Gilbertson has never thought he had all the answers. That’s why he was always seeking to get better, just as he was always trying to help the kids get better. He would go to football seminars, he’d attend training camps, he’d confer with his many coaching cronies. There was always some way to improve.

"He works as hard as he can for us," said Tim Lockhart, a running back on this year’s team, "and we do our best for him, too."

Marsh says Gilbertson "gave and gave and gave. And you know what? He doesn’t expect anything in return."

It’s all about the student/athletes. "He truly cares about the good of the kids," said Mark Albertine, the former girls basketball coach at Snohomish.

"He’s a special man just for the number of kids he’s helped throughout his career," Rodland said. "What dedication and service he’s brought to this program."

And there are other qualities he has brought. Enthusiasm. Intensity. Competitiveness.

Chris Utt, who played on some marvelous Snohomish teams in the ’70s, remembers running for a touchdown in a game and glancing over to the sideline and seeing Gilbertson matching him step for step. "He was so into the game," said Utt, now a Panther assistant coach.

Gilbertson could have coached at the college level, but why move when you’re having as much fun as he was? "This was big-time to him," said Tom Sursely, the golf director at Mill Creek Country Club and a one-time Panther player. "And it’s not gotten old-hat to him."
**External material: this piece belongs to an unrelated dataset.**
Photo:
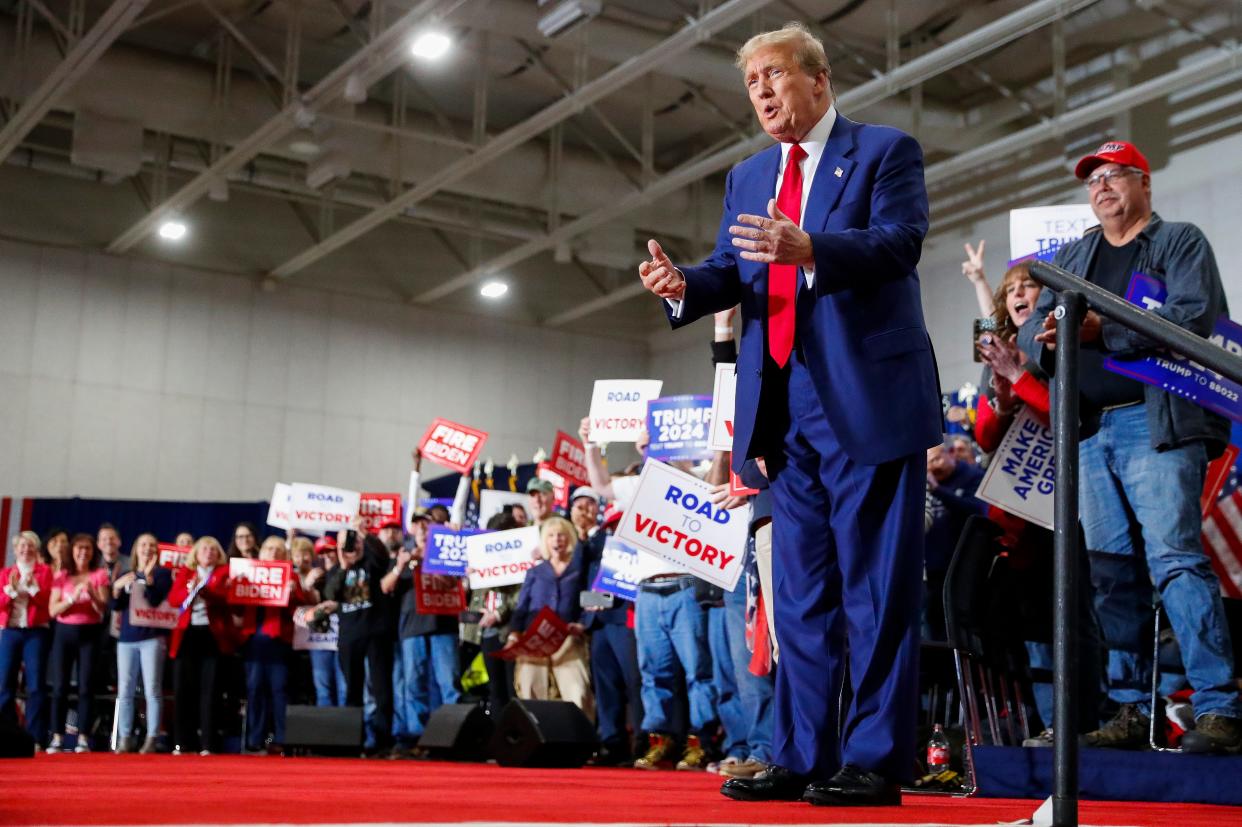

One day not long ago, the Snohomish girls team was practicing in the old high school gym, a replica of the one in the movie "Hoosiers." Underneath the backboard stood an elderly gent with his arms folded and paying close attention to the goings-on on the court. Every now and then, when there was a lull in the action, he would offer quiet instruction to a Panther player. That fellow has always stood in the background, but people who know anything about Snohomish athletics recognize that Keith Gilbertson Sr. has played a major role in the success of the program over the last half-century. Even after students moved on, he had an effect on their lives.

Schuler, a longtime assistant coach in the college ranks, says of his former mentor: "There have been few decisions, even in my professional life, that I didn’t consult him on: ‘Is this a good move?’ I can’t say enough about the man."

This says a lot about Gilbertson. He is in both the state football and cross country coaching halls of fame. He may be the only assistant coach in the former. And this says even more: Curt Marsh’s son, C.J., is a running back for Jackson High School. C.J. is anxious to improve before next year and he asked his dad if he thought coach Gilbertson would be willing to work with him. "Then he goes and tells his friends about this guy who can make them great," Curt laughed. "They will learn things from him beyond improving their skills. They’ll learn about consistency, hard work, class and character. All of those things he lives, he shows you how to do."

Players come and players go. Then their kids come and go. But one thing remains stable at Snohomish High School.

"So many people when they come back to Snohomish, they always stop to see Keith Gilbertson," Schuler said. "He’s always the base we come back to."

The man behind the scenes. Working with kids, making them better.

Rising early each morning, sitting down at the old typewriter in his house three doors from the high school, and pecking out letters to old and young friends alike.

They broke the mold for sure after they made this guy.